I haven't bothered explaining the issue because the issue
has never been central to the main point of whatever article
happens to bring it up.
The statement is true enough for the purpose of discussion,
and the various little corners in which the statement breaks down
have no bearing on the original topic.
Nitpickers would point out that you can't combine velocities
by simple addition
because of the laws of Special Relativity.
Even when the situation under discussion takes place
at non-relativistic speeds.
As for the suggestion,
"Explain it once and link it everywhere,"
you're assuming that I can even explain it once,
that doing so is less work than just saying
"not exactly true, but true enough,"
and that I would enjoy explaining it in the first place.

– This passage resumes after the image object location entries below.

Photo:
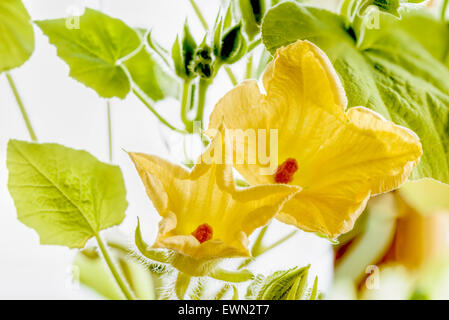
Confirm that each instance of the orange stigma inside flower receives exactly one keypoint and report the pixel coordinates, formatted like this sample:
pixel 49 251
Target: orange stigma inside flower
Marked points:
pixel 203 233
pixel 286 170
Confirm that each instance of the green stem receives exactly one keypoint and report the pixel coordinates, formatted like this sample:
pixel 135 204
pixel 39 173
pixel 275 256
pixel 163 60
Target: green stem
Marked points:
pixel 150 107
pixel 258 249
pixel 264 59
pixel 249 67
pixel 21 107
pixel 443 10
pixel 185 106
pixel 231 76
pixel 231 276
pixel 199 14
pixel 112 267
pixel 202 90
pixel 108 106
pixel 277 243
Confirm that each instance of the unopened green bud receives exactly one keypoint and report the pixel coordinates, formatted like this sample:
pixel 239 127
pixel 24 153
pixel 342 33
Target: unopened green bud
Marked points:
pixel 232 45
pixel 201 64
pixel 183 51
pixel 282 285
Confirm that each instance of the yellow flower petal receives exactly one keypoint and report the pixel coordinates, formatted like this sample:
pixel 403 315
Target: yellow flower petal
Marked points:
pixel 343 157
pixel 186 200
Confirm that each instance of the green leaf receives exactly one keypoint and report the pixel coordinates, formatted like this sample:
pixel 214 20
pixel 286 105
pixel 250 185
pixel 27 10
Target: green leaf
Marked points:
pixel 156 82
pixel 94 50
pixel 66 195
pixel 182 53
pixel 281 285
pixel 399 71
pixel 16 34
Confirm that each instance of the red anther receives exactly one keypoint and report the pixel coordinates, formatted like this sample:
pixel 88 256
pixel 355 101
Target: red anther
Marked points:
pixel 285 172
pixel 203 233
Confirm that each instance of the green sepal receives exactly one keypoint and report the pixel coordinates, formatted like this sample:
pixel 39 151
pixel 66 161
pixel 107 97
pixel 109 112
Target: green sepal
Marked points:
pixel 251 13
pixel 183 51
pixel 202 63
pixel 282 285
pixel 232 45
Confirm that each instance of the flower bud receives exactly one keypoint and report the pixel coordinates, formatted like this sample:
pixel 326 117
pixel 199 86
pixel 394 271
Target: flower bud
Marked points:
pixel 282 285
pixel 231 46
pixel 183 51
pixel 201 63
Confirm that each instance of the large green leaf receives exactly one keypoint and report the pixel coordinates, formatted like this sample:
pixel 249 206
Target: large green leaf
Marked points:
pixel 100 50
pixel 147 73
pixel 66 195
pixel 93 50
pixel 397 70
pixel 16 35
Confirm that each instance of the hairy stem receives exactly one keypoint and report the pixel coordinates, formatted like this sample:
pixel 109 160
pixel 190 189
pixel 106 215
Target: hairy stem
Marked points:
pixel 108 106
pixel 443 10
pixel 202 90
pixel 21 107
pixel 249 67
pixel 113 268
pixel 231 76
pixel 185 106
pixel 151 108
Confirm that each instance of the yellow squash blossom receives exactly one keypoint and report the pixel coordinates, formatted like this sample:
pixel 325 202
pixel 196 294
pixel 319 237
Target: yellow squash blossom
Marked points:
pixel 339 158
pixel 203 215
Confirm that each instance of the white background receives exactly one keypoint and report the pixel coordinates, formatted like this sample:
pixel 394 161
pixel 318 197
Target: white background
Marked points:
pixel 65 111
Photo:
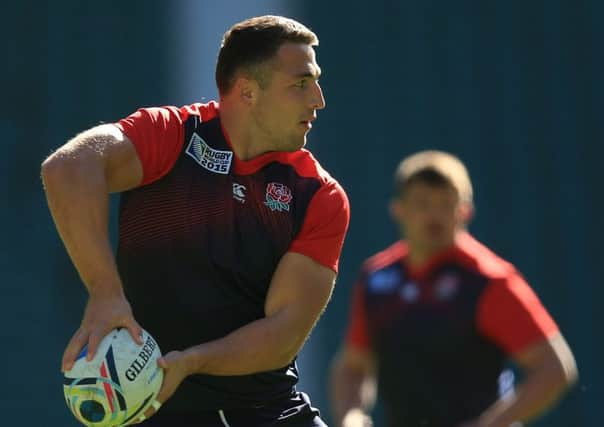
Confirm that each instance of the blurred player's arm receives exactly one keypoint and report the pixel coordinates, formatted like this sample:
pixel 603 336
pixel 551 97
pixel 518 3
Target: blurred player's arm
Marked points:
pixel 298 293
pixel 549 369
pixel 77 180
pixel 352 385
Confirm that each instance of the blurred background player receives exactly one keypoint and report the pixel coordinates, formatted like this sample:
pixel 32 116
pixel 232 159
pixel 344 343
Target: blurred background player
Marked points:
pixel 229 233
pixel 436 316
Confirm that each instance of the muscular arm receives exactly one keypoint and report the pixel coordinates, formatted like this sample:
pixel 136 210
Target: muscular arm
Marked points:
pixel 298 294
pixel 352 384
pixel 550 369
pixel 77 179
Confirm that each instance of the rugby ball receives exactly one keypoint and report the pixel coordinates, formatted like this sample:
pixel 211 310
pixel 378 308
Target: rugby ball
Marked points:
pixel 117 386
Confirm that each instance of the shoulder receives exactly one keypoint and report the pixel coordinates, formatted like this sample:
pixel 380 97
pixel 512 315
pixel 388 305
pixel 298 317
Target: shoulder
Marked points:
pixel 479 258
pixel 205 112
pixel 393 254
pixel 166 113
pixel 307 166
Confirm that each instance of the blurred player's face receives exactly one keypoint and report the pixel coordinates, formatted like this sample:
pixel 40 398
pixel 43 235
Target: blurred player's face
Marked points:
pixel 286 108
pixel 430 216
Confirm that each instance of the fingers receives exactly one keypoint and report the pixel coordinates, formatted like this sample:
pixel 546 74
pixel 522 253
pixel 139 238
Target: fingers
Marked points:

If you don't like it, you can ask for your money back.
Okay, I went back and dug through the old Windows 3.0
source code to answer this question.
It took me about four hours to study it all,
try to understand what the code was doing,
and then distill the conclusions into this article.
Writing up the results took another two hours.
That's six hours I could've spent doing something enjoyable.
The 16-bit Windows kernel was actually three kernels.
One if you were using an 8086 processor,
another if you were using an 80286 processor,
and a third if you were using an 80386 processor.
The 8086 kernel was a completely separate beast,
but the 80286 and 80386 kernels shared a lot of code in common.
The major difference between the 80286 and 80386 kernels was
in how they managed memory,
because the descriptor tables on the 80386 were a different
format from the descriptor tables on the 80286.
The 80386 memory manager could also take advantage of the new
But the difference between the 80286 and 80386 kernels were not
based on whether you were running Standard or Enhanced mode.
If you're running on an 80386 processor, then you get
the 80386 kernel, regardless of whether you're using
Standard or Enhanced mode Windows.
And since Enhanced mode Windows required an 80386 processor,
the behavioral changes between Standard and Enhanced mode
were restricted to the 80386 kernel.
The 80386 kernel was designed to run as a DPMI client.
It asked the DPMI host to take it into protected mode,
then used the DPMI interface to do things like allocate
selectors and allocate memory.
If you ran Windows in Standard mode,
then the DPMI host was a custom-built DOS extender that
was created just for
Standard mode Windows.
If you ran Windows in Enhanced mode,
then the DPMI host was the 32-bit virtual machine manager.
Abstracting to the DPMI interface
allowed a single 80386 kernel to run in both Standard
and Enhanced modes.
And in fact if you ran Enhanced mode Windows
with paging disabled,
then the code running in the 80386 kernel was pretty much
the same code that ran if you had run the 80386 kernel
under Standard mode Windows.
One obvious place where the behavior changed was in the
code to manage MS-DOS applications,
because Enhanced mode Windows could multi-task MS-DOS applications,
and Standard mode Windows could not.
Another place where the behavior changed was in
in the code to allocate more selectors:
The attempt to retry after
extending the local descriptor table was skipped if
you were running under the Standard mode DOS extender,
because the Standard mode DOS extender didn't support
extending the local descriptor table.
And another difference is that the Windows idle loop
in Enhanced mode would issue a special call to release
its time slice to any multi-tasking MS-DOS applications.
(If you were running in Standard mode, there were no
multi-tasking MS-DOS applications,
so there was nobody to release your time slice to.)
Another thing special that the 80386 kernel did was
register with the virtual machine manager so that it
could display an appropriate message when you pressed
For example, you saw this message if you hit
while there was a hung Windows application:
But all these differences are minor in the grand
scheme of things.
The window manager behaved the same in Standard mode
and Enhanced mode.
GDI behaved the same in Standard mode
and Enhanced mode.
Printer drivers behaved the same in Standard mode
and Enhanced mode.
Only the low-level kernel bits had to change behavior
between Standard mode and Enhanced mode,
and as you can see,
even those behavior changes were relatively minor.
That's why I said it was "true enough" that what was running
inside the virtual machine was a copy of Standard-mode Windows.